I’ve built an interactive demo to explore this distribution. The default parameters (w1=0.3, w2=0.1, w3=0.3, w4=0.3, sigma=5, alpha=2) reflect my intuition about the relative frequency of these different types of programs in practice. This gives a more realistic prior for many real-world scenarios where we’re trying to infer the behavior of unknown processes that might be deterministic, fair, or genuinely random in various ways. What do you think? Is there a simple model which serves as a better prior?
Rethinking Laplace’s Rule of Succession
Imagine a sequence of binary outcomes generated independently and identically by some stochastic process. After observing N outcomes, with n successes, Laplace’s Rule of Succession suggests that our confidence in another success should be (n+1)/(N+2). This corresponds to a uniform prior over [0,1] for the underlying probability. But should we really be uniform about probabilities?

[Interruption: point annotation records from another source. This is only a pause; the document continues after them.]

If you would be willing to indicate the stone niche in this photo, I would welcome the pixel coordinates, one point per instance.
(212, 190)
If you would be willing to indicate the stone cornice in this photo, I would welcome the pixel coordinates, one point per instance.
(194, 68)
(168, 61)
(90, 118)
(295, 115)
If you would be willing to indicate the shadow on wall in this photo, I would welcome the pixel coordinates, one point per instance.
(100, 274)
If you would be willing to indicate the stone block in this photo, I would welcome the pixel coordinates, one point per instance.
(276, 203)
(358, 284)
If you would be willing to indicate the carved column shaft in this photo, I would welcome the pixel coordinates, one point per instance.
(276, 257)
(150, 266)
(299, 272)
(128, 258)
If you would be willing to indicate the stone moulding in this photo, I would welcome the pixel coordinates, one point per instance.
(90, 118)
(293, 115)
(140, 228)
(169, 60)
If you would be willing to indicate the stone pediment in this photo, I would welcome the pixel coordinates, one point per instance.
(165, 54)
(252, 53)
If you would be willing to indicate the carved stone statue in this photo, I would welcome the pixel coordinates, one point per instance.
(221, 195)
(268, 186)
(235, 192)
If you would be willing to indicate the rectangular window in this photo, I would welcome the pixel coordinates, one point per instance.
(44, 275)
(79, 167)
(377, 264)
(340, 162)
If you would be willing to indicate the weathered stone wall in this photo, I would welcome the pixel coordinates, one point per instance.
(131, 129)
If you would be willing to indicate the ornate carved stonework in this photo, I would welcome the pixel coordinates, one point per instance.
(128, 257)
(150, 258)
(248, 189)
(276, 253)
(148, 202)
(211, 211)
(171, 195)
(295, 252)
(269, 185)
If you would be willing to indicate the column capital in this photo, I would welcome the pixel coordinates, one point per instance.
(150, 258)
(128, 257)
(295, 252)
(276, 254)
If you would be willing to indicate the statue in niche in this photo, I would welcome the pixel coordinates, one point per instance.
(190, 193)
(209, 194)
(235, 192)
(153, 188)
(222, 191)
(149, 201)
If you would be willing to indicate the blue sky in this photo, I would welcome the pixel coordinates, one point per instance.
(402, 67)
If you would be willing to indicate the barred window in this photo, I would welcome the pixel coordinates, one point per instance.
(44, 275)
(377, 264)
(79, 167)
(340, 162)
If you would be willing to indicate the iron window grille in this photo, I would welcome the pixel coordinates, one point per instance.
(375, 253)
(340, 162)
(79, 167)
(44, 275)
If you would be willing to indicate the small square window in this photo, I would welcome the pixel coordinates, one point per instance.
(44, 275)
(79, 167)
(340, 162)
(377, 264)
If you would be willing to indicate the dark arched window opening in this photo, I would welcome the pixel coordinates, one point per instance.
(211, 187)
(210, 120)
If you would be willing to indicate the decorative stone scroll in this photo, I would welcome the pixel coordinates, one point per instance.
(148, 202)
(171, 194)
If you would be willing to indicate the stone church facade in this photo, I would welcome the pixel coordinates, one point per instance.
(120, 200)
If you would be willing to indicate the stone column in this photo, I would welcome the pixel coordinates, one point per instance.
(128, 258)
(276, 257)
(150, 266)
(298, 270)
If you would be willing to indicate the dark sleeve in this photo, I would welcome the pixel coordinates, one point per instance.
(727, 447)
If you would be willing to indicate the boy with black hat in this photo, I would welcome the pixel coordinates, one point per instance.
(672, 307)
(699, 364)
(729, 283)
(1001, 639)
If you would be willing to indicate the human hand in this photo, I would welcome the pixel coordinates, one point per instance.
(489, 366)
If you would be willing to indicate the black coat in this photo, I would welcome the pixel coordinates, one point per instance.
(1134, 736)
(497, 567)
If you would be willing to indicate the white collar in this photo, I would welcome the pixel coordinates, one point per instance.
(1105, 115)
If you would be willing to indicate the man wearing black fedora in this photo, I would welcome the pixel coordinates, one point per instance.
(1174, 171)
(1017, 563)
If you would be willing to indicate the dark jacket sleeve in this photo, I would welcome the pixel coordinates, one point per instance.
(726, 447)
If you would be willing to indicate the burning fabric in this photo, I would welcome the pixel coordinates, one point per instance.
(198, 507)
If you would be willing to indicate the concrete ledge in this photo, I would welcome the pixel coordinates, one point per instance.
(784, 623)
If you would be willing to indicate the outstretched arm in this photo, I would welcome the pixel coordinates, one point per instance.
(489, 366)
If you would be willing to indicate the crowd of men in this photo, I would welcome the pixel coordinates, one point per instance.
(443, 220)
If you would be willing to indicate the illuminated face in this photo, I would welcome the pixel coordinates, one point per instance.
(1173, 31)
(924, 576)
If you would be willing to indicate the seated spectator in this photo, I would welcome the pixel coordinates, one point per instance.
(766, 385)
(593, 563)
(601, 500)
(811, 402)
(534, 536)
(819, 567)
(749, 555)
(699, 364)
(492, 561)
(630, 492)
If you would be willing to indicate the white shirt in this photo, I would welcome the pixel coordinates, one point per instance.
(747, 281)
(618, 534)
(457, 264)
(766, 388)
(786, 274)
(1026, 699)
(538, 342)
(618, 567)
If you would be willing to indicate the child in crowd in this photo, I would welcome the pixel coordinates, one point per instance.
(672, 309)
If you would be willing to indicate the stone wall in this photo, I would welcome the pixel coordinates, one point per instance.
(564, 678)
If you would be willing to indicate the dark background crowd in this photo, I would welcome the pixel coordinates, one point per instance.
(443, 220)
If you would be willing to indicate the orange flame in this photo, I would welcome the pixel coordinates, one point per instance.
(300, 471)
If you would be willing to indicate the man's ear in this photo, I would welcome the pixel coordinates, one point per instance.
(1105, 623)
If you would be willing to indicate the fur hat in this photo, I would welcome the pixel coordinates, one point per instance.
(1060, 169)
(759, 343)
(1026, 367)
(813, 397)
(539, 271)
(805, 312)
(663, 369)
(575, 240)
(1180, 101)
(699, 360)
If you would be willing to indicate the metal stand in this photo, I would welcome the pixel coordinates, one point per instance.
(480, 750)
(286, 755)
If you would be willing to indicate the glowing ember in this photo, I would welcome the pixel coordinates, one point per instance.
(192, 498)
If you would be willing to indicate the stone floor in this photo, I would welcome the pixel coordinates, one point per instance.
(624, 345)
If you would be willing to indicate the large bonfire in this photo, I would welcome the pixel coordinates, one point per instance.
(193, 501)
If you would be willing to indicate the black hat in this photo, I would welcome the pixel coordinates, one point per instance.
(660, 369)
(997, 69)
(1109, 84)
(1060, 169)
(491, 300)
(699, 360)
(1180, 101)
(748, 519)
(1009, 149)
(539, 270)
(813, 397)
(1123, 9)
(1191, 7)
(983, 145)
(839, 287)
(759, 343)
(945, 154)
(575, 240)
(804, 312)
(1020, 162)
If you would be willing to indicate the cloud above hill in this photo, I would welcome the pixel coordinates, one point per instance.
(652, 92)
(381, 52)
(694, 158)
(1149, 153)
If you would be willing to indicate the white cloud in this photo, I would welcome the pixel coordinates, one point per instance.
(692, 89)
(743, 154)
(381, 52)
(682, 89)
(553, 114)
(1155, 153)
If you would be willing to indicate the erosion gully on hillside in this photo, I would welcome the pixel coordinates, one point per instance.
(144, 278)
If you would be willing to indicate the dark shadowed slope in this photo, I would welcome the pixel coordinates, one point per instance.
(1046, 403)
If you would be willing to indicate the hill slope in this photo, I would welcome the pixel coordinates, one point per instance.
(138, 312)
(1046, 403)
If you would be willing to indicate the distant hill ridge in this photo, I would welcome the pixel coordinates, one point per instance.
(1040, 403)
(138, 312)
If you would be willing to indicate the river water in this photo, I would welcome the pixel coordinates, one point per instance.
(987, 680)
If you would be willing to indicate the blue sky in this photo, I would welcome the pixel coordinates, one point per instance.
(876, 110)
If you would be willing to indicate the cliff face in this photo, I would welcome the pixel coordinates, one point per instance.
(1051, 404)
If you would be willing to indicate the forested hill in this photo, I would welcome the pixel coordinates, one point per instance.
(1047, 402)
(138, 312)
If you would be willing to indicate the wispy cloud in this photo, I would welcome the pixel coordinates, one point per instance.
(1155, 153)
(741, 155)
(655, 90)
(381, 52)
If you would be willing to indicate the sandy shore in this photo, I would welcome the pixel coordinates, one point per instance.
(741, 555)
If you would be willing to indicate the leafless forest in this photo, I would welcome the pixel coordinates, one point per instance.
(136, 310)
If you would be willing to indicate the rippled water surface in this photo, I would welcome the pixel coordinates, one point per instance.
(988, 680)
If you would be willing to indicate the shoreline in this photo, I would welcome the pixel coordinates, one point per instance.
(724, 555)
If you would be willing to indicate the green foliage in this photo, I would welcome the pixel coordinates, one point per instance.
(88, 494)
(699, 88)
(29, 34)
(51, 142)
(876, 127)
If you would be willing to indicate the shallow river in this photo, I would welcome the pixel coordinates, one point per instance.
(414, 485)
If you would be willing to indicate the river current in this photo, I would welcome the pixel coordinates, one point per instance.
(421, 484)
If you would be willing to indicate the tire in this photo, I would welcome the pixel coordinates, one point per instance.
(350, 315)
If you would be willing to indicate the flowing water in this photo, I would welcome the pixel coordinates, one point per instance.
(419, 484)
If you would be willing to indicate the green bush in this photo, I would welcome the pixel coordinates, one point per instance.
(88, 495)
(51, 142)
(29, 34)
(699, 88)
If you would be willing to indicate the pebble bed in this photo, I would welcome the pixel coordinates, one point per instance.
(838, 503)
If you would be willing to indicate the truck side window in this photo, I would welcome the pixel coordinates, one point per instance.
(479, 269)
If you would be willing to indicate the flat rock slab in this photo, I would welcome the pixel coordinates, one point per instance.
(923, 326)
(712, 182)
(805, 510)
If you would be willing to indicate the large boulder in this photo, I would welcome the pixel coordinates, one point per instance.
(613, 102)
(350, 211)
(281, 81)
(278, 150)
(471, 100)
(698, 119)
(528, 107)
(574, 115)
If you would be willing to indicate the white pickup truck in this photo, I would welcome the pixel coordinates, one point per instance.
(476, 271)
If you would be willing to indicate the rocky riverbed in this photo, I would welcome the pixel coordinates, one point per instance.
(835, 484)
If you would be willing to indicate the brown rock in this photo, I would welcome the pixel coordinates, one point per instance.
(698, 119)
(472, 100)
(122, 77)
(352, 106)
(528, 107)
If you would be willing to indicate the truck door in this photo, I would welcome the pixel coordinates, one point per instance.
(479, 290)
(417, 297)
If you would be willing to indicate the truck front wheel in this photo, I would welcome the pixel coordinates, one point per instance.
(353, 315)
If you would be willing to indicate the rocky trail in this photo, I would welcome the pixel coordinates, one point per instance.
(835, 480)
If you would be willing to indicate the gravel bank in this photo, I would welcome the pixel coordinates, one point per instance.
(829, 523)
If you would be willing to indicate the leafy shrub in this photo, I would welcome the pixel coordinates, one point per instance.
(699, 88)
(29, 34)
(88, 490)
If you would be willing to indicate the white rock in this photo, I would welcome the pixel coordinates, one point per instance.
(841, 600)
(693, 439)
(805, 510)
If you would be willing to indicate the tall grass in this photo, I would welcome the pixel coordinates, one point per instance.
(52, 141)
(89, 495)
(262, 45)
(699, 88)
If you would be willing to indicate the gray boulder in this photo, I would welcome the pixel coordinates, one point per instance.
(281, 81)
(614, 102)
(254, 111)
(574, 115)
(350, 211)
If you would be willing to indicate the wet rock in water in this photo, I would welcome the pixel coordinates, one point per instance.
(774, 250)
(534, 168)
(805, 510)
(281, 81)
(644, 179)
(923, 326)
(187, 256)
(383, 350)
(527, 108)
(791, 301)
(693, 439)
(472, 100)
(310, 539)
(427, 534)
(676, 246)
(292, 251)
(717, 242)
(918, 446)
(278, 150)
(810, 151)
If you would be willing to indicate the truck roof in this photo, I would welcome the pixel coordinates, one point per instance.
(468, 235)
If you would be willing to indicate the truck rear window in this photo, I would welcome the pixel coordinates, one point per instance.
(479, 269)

I think a uniform prior is wrong for three reasons:
The uniform prior suggests we should be equally surprised if the underlying probability lies in the interval [0, 0.0001] as in [0.3456, 0.3457]. But this seems wrong. I can think of many process that give probabilities in the first interval — for example, any process that succeeds only in rare edge cases. In contrast, I couldn’t list any processes that give probabilities specifically around 0.3456. The uniform prior fails to capture the wide range of log-odds that occur in real-life processes.
Under the uniform prior, the process is almost surely not deterministic — i.e. there is zero prior likelihood of p being exactly 0.0 or 1.0. This seems wrong. Among probabilistic programs that generate binary outcomes, there are very simple deterministic ones (e.g. “always output 0” or “always output 1″). An appropriate prior should have nonzero prior probability on these simple programs.
The uniform prior assigns zero likelihood to simple fractions like p=1/2 or p=5/6. This too seems wrong — simple rational probabilities should have higher weight. To fix this, we should mix in the Thomae distribution, which adds a weight (m·n)^(-α) to each fraction m/(m+n) for every pair 1 ≤ m,n ≤ 100.
I propose this mixture distribution:
w1 * logistic-normal(0, sigma^2) + w2 * 0.5(dirac(0) + dirac(1)) + w3 * thomae_{100}(α) + w4 * uniform(0,1)
where:
The first term captures logistic transformations of normal variables (weight w1), resolving the issue that probabilities should be spread across log-odds
The second term captures deterministic programs (weight w2), allowing for exactly zero and one
The third term captures rational probabilities with simple fractions (weight w3), giving weight to simple ratios
The fourth term captures uniform random number comparisons (weight w4), corresponding to Laplace’s original prior
Ideally, our prior should be a mixture of every possible probabilistic program, weighted by 2^(-K) where K is its Kolmogorov complexity. This would properly capture our preference for simple mechanisms. However, such a distribution is impossible to represent, compute, or apply. Instead, I propose my prior as a tractable distribution that resolves what I think are the most egregious problems with Laplace’s law of succession.
Now that I’ve found the appropriate approximation for the universal prior over binary outcomes, the path to solving induction is clear. First, we’ll extend this to pairs of binary outcomes, then triples, and so on. I expect to have sequence of length 10 nailed by Tuesday, and full Solomonoff Induction by Q1 2025.
I’ve built an interactive demo to explore this distribution. The default parameters (w1=0.3, w2=0.1, w3=0.3, w4=0.3, sigma=5, alpha=2) reflect my intuition about the relative frequency of these different types of programs in practice. This gives a more realistic prior for many real-world scenarios where we’re trying to infer the behavior of unknown processes that might be deterministic, fair, or genuinely random in various ways. What do you think? Is there a simple model which serves as a better prior?